Abstract
Corynebacterium pseudotuberculosis strain VD57 (Cp_VD57), a highly virulent, nonmotile, non-sporulating, and a mesophilic bacterium, was isolated from a goat’s granulomatous lesion in the municipality of Juazeiro, Bahia State, Brazil. Here, we describe a set of features of the strain, together with the details of its complete genome sequence and annotation. The genome comprises of a 2.5 Mbp long, single circular genome with 2,101 protein-coding genes, 12 rRNA, 49 tRNA and 47 pseudogenes and a G + C content of 52.85 %. Genetic variation was detected in Cp_VD57 using C. pseudotuberculosis strain 1002 as reference, wherein small genomic insertions and deletions were identified. The comparative analysis of the genome sequence provides means to better understand the host pathogen interactions of this strain and can also help us to understand the molecular and genetic basis of virulence of this bacterium.

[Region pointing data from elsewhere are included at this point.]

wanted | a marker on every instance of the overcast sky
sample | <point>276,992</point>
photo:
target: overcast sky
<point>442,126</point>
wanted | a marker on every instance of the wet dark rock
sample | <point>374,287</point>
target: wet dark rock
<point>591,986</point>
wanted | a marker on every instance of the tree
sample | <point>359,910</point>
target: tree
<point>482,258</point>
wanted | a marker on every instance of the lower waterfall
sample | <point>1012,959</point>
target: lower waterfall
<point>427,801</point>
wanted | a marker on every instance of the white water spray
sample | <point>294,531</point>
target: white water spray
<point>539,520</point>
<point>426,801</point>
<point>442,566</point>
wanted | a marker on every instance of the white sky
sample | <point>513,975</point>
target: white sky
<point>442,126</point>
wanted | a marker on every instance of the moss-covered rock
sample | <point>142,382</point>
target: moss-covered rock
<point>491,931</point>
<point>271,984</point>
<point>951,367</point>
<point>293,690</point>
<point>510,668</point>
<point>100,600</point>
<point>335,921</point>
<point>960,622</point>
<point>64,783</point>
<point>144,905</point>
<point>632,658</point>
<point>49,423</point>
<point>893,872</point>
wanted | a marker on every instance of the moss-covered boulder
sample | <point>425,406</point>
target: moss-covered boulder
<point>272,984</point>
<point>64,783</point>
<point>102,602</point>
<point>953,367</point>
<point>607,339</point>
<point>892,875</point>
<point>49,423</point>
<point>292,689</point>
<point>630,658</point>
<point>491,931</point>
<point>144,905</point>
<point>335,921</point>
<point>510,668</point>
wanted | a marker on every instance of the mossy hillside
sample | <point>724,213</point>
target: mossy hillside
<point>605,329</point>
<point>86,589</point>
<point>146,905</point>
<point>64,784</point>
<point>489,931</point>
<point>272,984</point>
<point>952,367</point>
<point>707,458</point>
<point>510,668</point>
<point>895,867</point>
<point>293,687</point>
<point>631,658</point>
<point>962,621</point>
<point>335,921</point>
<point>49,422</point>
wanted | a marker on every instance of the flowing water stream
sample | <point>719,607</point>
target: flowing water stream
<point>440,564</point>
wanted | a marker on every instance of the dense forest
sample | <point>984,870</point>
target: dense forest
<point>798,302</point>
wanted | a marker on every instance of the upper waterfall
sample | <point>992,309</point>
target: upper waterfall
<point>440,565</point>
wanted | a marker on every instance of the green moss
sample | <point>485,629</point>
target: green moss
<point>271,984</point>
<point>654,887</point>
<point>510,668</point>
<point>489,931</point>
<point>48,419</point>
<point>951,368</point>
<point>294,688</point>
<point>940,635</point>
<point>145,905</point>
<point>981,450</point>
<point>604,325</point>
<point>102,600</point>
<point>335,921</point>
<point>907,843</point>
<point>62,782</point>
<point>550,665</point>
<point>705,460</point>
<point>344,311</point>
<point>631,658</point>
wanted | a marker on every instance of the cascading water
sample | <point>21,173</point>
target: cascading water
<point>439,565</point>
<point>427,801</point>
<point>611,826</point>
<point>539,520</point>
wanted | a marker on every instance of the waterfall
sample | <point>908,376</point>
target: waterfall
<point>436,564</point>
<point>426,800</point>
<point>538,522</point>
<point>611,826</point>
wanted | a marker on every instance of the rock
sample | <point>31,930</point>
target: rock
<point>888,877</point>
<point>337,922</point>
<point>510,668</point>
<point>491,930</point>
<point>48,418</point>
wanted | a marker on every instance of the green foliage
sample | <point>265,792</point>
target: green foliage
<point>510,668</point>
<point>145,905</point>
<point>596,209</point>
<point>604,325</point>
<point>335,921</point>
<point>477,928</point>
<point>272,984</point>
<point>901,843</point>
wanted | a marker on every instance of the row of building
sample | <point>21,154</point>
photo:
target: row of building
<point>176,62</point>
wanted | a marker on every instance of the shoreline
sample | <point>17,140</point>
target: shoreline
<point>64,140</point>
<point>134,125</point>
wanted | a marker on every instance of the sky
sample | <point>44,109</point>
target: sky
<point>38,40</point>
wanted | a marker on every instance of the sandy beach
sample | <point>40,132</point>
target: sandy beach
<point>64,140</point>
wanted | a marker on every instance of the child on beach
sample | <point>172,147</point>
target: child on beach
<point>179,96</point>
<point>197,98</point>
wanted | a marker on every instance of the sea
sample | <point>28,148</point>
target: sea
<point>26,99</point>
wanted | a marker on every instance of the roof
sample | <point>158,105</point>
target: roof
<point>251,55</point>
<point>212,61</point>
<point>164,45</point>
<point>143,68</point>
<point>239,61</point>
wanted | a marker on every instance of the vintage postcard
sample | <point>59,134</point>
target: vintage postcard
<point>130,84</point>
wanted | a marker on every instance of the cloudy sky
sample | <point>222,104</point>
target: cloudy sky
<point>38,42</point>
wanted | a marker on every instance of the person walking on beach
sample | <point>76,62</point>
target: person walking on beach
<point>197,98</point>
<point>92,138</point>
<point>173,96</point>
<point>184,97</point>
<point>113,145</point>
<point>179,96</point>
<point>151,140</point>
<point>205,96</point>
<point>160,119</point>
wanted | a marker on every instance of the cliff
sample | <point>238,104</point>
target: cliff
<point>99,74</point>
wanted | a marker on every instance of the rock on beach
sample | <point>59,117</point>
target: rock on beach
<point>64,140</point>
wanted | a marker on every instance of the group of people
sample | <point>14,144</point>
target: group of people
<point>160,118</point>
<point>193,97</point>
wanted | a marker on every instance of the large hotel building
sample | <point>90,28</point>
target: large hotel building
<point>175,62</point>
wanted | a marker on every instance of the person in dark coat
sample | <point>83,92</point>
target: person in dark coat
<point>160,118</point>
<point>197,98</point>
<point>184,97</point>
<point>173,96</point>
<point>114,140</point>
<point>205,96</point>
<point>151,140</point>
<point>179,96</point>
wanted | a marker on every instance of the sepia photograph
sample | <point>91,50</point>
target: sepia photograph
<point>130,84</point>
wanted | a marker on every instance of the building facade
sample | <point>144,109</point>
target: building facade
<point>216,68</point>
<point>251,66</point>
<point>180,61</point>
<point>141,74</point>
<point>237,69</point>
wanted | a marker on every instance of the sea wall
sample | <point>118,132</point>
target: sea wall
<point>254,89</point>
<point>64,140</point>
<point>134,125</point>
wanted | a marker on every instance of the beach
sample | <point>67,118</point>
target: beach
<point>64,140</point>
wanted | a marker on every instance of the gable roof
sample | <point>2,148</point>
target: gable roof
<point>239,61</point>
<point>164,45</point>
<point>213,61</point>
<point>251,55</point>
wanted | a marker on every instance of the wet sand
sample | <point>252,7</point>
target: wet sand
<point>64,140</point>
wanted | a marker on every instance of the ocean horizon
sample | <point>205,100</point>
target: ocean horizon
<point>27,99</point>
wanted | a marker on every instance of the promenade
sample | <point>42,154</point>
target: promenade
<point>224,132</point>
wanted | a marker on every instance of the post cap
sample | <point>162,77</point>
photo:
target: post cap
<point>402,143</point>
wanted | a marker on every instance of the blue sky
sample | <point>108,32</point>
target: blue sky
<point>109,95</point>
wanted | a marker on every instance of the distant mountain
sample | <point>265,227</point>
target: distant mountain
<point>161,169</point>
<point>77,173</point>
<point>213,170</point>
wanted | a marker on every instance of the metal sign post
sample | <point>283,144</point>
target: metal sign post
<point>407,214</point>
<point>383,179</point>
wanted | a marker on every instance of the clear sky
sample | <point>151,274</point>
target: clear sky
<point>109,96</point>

Keywords: Biovar ovis, Gram-positive pathogen, Caseous lymphadenitis, Corynebacterium pseudotuberculosis, Goat, Genome sequencing, Ion Torrent PGM
Introduction
Corynebacterium pseudotuberculosis is the etiologic agent of caseous lymphadenitis in sheep and goats, the organism has also been associated with mastitis [1–3] and can cause ulcerative lymphangitis in horses and cattle [4]. CL is a chronic disease that is characterized by the formation of granulomas in lymph nodes and internal organs, as a response of the host’s immune system against this bacterium that resists to the bactericidal action of phagocytic cells [3].
CL is considered as one of the economically important diseases of small ruminants with losses attributed to reduced wool and hide yields, carcass condemnation, morbidity and rarely mortality [5, 6]. The prevalence of CL has been observed worldwide, including South Africa, Brazil, the USA, Canada, Australia, New Zealand, United Kingdom and Egypt [7].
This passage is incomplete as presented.